“The Greek economy is taking off”, is the title of an article in the RND network, which points out, among other things, that “Greece is recovering from the economic consequences of the pandemic much faster than expected”, while the main driving forces of growth are growing investments and rise of tourism.
According to the data announced by the Prime Minister Kyriakos Mitsotakis at the Thessaloniki International Fair, it is pointed out in the response, Greece by the middle of the year exceeded the pre-crisis level of 2019 in relation to GDP, in contrast, for example, with Germany, France or Italy.
“Greece’s upward trend is stable, as it relies mainly on growing investment and higher export earnings,” said the author, citing a forecast by Scope Credit, which expects an increase of 8.6%, as in the third quarter of the year, there is a big increase in tourism, as it reports.

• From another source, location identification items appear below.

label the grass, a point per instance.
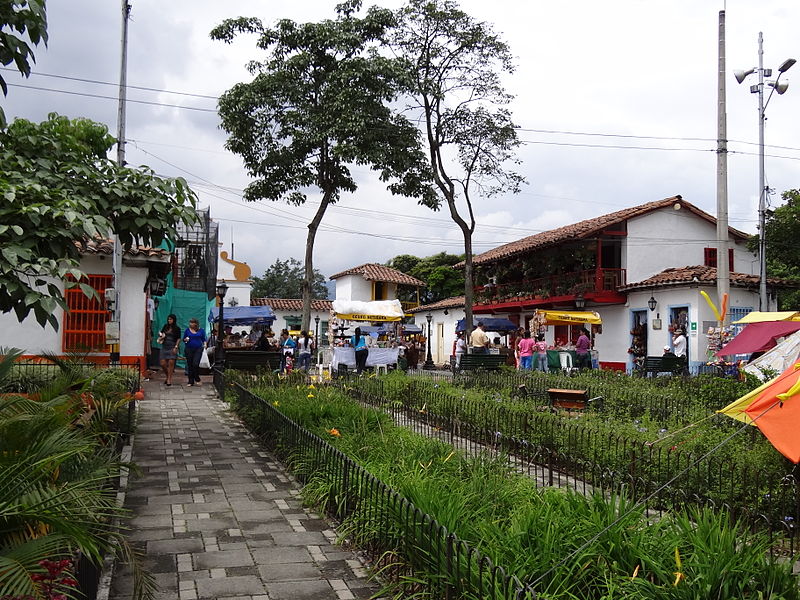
(570, 545)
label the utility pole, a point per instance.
(723, 265)
(115, 299)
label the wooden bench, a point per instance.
(252, 360)
(488, 362)
(568, 399)
(663, 364)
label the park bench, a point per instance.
(252, 360)
(488, 362)
(663, 364)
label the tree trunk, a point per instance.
(308, 280)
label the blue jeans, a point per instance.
(541, 362)
(193, 363)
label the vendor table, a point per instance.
(377, 356)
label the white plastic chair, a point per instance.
(566, 363)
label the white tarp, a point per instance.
(377, 310)
(779, 358)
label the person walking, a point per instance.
(525, 347)
(194, 344)
(541, 353)
(582, 350)
(169, 337)
(358, 342)
(304, 348)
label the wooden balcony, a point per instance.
(598, 286)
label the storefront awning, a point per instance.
(569, 317)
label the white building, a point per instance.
(82, 329)
(613, 264)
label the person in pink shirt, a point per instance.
(525, 347)
(541, 354)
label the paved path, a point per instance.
(218, 517)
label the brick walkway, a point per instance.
(218, 517)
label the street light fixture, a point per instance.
(219, 352)
(780, 87)
(429, 366)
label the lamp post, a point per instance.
(219, 352)
(758, 88)
(429, 366)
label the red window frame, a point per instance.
(86, 318)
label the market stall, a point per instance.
(349, 314)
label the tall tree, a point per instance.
(20, 19)
(783, 252)
(317, 105)
(59, 190)
(437, 271)
(284, 279)
(455, 63)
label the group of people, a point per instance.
(194, 345)
(524, 347)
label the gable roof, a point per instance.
(454, 302)
(376, 272)
(589, 228)
(295, 304)
(106, 247)
(700, 275)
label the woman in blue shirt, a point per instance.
(359, 342)
(194, 340)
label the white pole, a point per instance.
(116, 265)
(762, 192)
(723, 265)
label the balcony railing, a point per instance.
(593, 281)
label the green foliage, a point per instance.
(59, 190)
(443, 281)
(567, 545)
(19, 18)
(284, 279)
(783, 254)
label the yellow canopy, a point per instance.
(356, 317)
(568, 317)
(764, 317)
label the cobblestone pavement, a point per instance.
(218, 517)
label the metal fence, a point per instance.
(556, 452)
(403, 530)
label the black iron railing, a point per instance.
(424, 545)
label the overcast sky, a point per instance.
(616, 102)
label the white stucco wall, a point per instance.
(673, 238)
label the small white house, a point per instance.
(629, 266)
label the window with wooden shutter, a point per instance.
(86, 318)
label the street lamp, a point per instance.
(429, 366)
(219, 352)
(780, 87)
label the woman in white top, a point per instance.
(305, 346)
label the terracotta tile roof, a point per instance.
(588, 228)
(704, 275)
(106, 247)
(454, 302)
(376, 272)
(295, 304)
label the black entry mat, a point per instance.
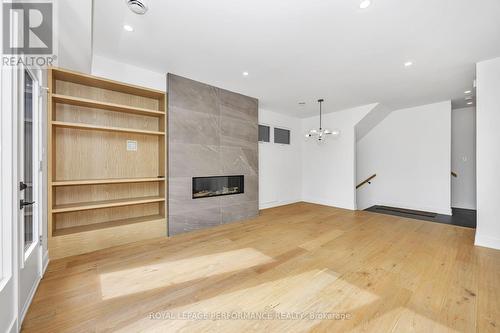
(461, 217)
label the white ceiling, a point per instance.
(300, 50)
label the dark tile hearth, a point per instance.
(461, 217)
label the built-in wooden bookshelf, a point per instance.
(107, 163)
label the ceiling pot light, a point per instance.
(137, 6)
(365, 4)
(321, 134)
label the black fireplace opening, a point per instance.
(204, 187)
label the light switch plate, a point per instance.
(131, 145)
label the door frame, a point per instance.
(36, 248)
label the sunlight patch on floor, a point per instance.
(309, 292)
(158, 275)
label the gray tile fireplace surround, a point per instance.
(211, 132)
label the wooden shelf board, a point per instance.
(98, 82)
(106, 225)
(104, 128)
(105, 204)
(89, 103)
(106, 181)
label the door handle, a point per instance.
(23, 204)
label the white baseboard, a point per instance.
(13, 327)
(45, 262)
(485, 241)
(31, 295)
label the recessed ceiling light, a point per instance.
(365, 4)
(137, 6)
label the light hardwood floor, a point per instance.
(387, 274)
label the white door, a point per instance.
(29, 174)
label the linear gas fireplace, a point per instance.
(204, 187)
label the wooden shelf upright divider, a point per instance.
(107, 167)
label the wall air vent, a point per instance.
(137, 6)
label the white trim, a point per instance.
(13, 326)
(45, 262)
(31, 294)
(486, 241)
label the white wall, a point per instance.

“The return the industry is experiencing this summer is spectacular. Islands such as Mykonos and Santorini recorded even more visitors in August than in the record year 2019”, it is emphasized in the report.
Special mention is made of the increase in employment, with the jobs in June 2021 being 53,400 more than in 2019. “The increase is mainly a result of the funds given to deal with the coronavirus crisis, “The government has supported companies that faced difficulties during the pandemic and secured jobs that were at risk.”
The author also points out that, despite the increase in debt, due to additional expenses and the reduction of tax revenues, Greece is not threatened, according to market analysts, with new payment difficulties. Proof is the low interest rates at which it borrows from the capital markets.
“The billions the country expects by 2026 from the EU Coronavirus Recovery Fund will ensure steady economic growth in the coming years. In this way, the debt ratio will be reduced “, the author estimates and notes that Scope expects a reduction of the debt to 186% by 2026.